Tauqeer Hussain

Personal information
- Born: 6 October 1981 (age 44) Faisalabad, Pakistan
- Batting: Right-handed
- Bowling: Right-arm fast medium

International information
- National side: Spain;
- T20I debut (cap 8): 29 March 2019 v Malta
- Last T20I: 8 March 2020 v Germany

Career statistics
| Competition | T20I | FC | LA |
| Matches | 6 | 26 | 40 |
| Runs scored | 6 | 687 | 478 |
| Batting average | 6.00 | 19.62 | 16.48 |
| 100s/50s | 0/0 | 1/3 | 0/1 |
| Top score | 3* | 100 | 51 |
| Balls bowled | 87 | 1,877 | 1,448 |
| Wickets | 6 | 47 | 35 |
| Bowling average | 14.33 | 22.51 | 36.00 |
| 5 wickets in innings | 0 | 2 | 1 |
| 10 wickets in match | 0 | 0 | 0 |
| Best bowling | 2/12 | 6/65 | 5/35 |
| Catches/stumpings | 3/– | 12/– | 12/– |
- Source: Cricinfo, 8 March 2020

= Tauqeer Hussain =

Pakistani-Spanish cricketer (born 1981)

Tauqeer Hussain (born 6 October 1981) is a Pakistani-Spanish cricketer who played domestic cricket for Faisalabad.
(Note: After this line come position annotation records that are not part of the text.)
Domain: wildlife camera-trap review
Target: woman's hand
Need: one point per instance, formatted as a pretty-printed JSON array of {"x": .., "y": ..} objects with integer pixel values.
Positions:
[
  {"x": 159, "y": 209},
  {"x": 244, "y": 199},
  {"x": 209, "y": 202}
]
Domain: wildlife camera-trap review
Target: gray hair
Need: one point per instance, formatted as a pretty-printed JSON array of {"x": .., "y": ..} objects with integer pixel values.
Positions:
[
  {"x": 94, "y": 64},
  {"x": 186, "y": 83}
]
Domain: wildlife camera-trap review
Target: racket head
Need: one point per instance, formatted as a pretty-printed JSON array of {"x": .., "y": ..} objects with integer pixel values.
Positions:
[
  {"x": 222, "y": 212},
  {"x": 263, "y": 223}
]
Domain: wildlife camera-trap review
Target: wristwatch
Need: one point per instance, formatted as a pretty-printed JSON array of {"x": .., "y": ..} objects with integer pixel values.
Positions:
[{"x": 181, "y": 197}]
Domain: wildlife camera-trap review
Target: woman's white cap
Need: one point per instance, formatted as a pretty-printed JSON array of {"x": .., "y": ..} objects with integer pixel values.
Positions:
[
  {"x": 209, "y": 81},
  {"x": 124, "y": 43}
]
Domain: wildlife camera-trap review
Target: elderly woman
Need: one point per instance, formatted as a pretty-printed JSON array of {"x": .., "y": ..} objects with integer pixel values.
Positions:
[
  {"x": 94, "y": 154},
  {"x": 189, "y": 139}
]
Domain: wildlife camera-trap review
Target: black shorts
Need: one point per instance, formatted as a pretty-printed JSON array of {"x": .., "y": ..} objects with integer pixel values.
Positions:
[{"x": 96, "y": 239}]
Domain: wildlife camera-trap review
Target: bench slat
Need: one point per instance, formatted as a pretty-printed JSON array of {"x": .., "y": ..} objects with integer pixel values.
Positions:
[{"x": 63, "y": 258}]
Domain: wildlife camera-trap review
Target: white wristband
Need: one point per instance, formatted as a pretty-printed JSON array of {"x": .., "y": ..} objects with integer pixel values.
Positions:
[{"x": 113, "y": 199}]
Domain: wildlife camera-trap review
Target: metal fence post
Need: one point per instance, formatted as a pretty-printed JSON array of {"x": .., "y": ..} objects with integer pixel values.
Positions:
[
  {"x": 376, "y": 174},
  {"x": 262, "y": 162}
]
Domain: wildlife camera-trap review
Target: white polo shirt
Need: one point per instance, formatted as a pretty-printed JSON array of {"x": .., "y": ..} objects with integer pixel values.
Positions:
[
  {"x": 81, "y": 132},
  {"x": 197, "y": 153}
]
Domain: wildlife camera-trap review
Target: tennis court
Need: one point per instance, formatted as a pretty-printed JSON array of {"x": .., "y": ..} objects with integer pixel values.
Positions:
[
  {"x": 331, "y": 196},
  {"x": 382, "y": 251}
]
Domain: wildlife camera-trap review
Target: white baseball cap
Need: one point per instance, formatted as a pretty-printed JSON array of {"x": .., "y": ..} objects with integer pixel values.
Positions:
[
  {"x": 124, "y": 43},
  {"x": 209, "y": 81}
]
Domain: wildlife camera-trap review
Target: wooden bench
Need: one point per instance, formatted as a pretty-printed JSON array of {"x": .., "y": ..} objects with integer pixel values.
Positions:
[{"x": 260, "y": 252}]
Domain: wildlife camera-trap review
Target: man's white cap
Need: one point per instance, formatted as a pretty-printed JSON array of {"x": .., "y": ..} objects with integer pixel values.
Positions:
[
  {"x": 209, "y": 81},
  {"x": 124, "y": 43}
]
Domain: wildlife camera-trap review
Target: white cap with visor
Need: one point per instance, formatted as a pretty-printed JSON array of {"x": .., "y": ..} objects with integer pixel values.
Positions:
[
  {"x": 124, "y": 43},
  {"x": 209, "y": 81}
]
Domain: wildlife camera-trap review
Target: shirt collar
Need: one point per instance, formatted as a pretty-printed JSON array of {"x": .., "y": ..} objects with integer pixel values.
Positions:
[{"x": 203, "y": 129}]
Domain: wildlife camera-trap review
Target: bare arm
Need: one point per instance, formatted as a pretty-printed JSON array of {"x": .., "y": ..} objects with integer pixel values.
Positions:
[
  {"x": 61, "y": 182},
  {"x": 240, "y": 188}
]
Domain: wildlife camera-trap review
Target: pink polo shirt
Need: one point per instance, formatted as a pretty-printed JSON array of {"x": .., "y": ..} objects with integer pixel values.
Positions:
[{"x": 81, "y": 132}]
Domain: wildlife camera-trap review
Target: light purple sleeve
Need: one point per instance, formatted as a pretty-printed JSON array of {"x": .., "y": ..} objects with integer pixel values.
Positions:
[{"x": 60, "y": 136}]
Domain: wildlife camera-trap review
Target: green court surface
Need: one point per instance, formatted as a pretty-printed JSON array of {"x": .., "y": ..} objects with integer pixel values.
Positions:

He made his first-class debut for Faisalabad against Islamabad on November 03 2009. In March 2019, he was named in Spain's Twenty20 International (T20I) squad for the 2019 Spain Triangular T20I Series. He made his T20I debut for Spain, against Malta, on 29 March 2019.